David está observando atentamente una araña que está trepando por  el cristal de la ventana. Contempla los movimientos de la araña. Y eso le lleva a hacerse preguntas al respecto. Mamá está a punto de salir para hacer la compra.

-Vamos, David -le dice-. ¡Deja de perder el tiempo!

-Hay una araña mamá, ¡ ven y mira!- dice David.

La madre piensa que David está perdiendo el tiempo, ¿para qué mirar a una araña? Agarra a David por el brazo y se lo lleva: hay que hacer la compra.

Robert Fisher, Cómo desarrollar la mente de su hijo (Obelisco, 2003)

¿Cuántas veces hemos actuado de la misma manera?, ¿qué acciones o conductas tachamos de ser “pérdida de tiempo” para nuestros hijos?

Uno de los errores más comunes del adulto en nuestra sociedad reside en trasladar la propia valoración del tiempo a nuestros hijos.

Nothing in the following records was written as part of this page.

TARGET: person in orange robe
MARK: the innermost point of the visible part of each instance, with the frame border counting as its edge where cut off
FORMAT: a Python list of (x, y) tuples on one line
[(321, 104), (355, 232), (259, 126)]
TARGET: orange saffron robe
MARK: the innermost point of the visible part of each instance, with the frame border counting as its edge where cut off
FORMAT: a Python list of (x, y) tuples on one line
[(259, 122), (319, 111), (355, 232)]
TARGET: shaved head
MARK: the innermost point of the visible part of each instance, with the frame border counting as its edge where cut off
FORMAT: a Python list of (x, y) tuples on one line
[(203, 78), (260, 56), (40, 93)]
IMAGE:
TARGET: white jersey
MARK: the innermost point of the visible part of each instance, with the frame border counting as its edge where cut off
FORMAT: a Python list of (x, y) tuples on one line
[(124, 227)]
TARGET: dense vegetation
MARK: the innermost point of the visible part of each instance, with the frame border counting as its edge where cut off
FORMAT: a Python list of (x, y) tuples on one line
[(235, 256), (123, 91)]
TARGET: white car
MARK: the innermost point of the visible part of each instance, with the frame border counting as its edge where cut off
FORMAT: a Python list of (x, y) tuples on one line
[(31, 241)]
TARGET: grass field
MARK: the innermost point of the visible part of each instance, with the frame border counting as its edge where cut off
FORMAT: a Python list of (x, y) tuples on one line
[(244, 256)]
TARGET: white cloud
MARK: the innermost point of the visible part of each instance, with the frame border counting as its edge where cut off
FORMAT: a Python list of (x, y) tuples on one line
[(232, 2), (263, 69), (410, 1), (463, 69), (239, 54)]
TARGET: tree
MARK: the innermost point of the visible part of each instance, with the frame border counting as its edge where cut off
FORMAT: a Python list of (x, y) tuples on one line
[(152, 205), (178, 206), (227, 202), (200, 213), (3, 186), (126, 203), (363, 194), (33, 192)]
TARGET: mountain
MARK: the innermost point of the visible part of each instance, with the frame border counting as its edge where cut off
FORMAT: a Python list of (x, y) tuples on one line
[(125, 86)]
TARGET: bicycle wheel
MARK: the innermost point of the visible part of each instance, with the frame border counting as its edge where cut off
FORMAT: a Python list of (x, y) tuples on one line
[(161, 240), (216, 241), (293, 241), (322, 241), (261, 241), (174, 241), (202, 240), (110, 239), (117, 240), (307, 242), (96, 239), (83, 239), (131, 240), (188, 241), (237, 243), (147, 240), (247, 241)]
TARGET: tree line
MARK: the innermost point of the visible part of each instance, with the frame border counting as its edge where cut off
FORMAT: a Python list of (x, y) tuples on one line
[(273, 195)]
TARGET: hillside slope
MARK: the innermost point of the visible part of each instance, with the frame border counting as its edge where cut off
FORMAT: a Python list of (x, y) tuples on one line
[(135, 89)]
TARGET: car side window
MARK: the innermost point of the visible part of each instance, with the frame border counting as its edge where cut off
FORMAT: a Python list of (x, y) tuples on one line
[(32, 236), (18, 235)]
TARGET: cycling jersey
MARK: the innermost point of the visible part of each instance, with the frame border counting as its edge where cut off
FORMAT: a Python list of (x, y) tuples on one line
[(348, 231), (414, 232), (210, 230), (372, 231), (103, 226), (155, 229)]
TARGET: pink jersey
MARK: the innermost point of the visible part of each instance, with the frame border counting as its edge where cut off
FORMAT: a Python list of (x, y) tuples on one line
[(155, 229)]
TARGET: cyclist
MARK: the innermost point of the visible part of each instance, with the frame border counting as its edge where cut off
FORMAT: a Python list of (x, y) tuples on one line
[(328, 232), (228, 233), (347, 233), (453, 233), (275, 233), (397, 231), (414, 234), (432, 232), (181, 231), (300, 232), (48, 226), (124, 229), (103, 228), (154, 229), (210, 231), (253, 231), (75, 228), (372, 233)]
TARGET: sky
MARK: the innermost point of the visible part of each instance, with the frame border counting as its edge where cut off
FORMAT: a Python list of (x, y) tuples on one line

Juzgamos su presente, a través de una visión adulta, que por lo general muestra estar condicionada por creencias que nos obligan  a aprovechar al máximo nuestro preciado tiempo.

Durante años, he trabajado en el área de consultoría, aprovechando cada minuto de mi extensa jornada laboral.

 Asfixiada por las prisas, los plazos de entrega, los ratios a conseguir, las jornadas interminables…llegaba por fin: ¡el esperado fin de semana!, y por desgracia  la dichosa agenda para disfrutar ¡del tiempo libre!: ordenar la casa, ir al cine, cenas, compromisos y casi sin darme cuenta llegaba de nuevo a la mañana del lunes con la sensación de “haberme faltado tiempo” para descansar.  Y mientras continuaba en esta espiral de prisas, de cosas qué hacer, soñaba con el día en el que tuviera “tiempo para no hacer nada”.

Si tanto valoramos el tiempo, ¿por qué no dejamos que nuestros hijos disfruten del suyo?

Aquello que para un adulto puede resultar una pérdida de tiempo, como contemplar una araña en el relato de Robert Fisher, para nuestros hijos  puede provocar la curiosidad, una de las motivaciones básicas que nos conducirán a las ganas de aprender.

Si queremos para nuestros hijos, un futuro lleno de aprendizaje, conocimiento y sabiduría,  es importante que les ofrezcamos en el presente la paciencia necesaria para dejarles  que “pierdan el tiempo siendo niños curiosos”.

Nuestros hijos deben descubrir el mundo que les rodea como niños para que dentro de unos años, puedan entenderlo como adultos.